Some NIfty WAVES Data
RAD1
A portion of the WAVES instrument is devoted to radio astronomy. Emissions are detected from a variety of naturally occurring radio sources such as the sun, the earth's auroral zones, and Jupiter. The solar bursts shown at the right were also detected simultaneously by the Ulysses URAP experiment (same team as WAVES). Ulysses was at high solar latitude and some 2 AU away at the time. Triangulation of solar bursts by WAVES and URAP will permit remote determination of the plasma density and magnetic field topology from the sun to the earth. The very lowest frequencies in this display show emission from the in situ solar wind plasma.

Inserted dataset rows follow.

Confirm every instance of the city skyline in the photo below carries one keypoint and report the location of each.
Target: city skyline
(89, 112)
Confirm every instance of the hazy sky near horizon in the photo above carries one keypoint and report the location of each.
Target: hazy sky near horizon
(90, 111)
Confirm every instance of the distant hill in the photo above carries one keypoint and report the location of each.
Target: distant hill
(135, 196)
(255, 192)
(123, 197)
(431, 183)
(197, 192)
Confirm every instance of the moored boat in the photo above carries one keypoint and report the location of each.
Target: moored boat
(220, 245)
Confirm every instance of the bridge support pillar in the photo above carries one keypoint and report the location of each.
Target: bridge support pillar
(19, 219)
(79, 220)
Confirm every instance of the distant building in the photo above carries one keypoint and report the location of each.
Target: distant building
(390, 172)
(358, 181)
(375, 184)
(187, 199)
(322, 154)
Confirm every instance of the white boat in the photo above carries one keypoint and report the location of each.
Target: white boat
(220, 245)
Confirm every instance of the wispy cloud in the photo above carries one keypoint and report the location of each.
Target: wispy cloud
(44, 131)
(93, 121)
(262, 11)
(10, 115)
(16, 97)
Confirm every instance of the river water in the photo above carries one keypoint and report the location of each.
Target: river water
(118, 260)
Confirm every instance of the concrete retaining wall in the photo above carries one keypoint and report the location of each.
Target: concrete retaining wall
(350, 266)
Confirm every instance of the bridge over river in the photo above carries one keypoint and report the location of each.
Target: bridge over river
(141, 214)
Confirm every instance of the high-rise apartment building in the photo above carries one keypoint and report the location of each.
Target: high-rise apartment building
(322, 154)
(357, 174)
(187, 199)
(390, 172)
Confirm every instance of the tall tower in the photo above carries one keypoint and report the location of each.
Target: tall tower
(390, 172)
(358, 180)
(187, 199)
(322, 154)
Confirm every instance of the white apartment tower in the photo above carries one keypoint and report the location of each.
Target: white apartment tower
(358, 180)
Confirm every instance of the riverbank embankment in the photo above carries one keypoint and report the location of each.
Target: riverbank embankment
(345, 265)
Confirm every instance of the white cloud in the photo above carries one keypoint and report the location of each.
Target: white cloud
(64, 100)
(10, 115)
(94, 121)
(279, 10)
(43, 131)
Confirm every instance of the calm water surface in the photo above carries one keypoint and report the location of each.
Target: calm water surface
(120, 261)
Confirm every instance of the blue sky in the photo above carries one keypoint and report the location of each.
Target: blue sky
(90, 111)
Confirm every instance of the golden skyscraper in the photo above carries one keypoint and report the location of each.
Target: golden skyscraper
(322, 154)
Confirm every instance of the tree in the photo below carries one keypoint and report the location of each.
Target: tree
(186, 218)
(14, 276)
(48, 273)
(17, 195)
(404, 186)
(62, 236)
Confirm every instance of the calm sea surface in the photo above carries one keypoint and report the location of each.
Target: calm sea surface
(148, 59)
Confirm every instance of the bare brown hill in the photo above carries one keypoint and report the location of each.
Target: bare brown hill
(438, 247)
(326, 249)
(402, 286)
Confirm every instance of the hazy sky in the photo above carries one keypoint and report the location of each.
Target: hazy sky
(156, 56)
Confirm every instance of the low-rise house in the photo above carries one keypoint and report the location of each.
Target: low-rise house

WAVES can determine the density of this plasma with very high time resolution (<1 sec).
RAD2
A portion of the WIND/WAVES instrument covers a frequency band from 1 to 14 MHz that has been long ignored. It is in this region of that radio spectrum that solar emission originating very close to the sun can be studied. However, the most dominant radio source in this part of the spectrum is man-made emissions in the short wave radio band. Here is a fairly typical day of WAVES data displayed as frequency-time spectrograms with color-coded intensity. The bright horizontal bands of noise correspond the allocated short wave broadcast bands as shown at the right. These are the bands in which the BBC, radio Moscow and all the other national radio stations broadcast. At the top are views of the earth from WIND at selected times. During the early part of the day when the emissions are most intense, the middle East, the Indian sub-continent, part of Africa, and south-east Asia are visible. North and South America are visible during the middle of the day and Japan, China and Australia toward the end of the day. Both the FCC and the U.S. Air Force have expressed considerable interest in WAVES' ability to monitor the man- made emissions and we will be working closely with them.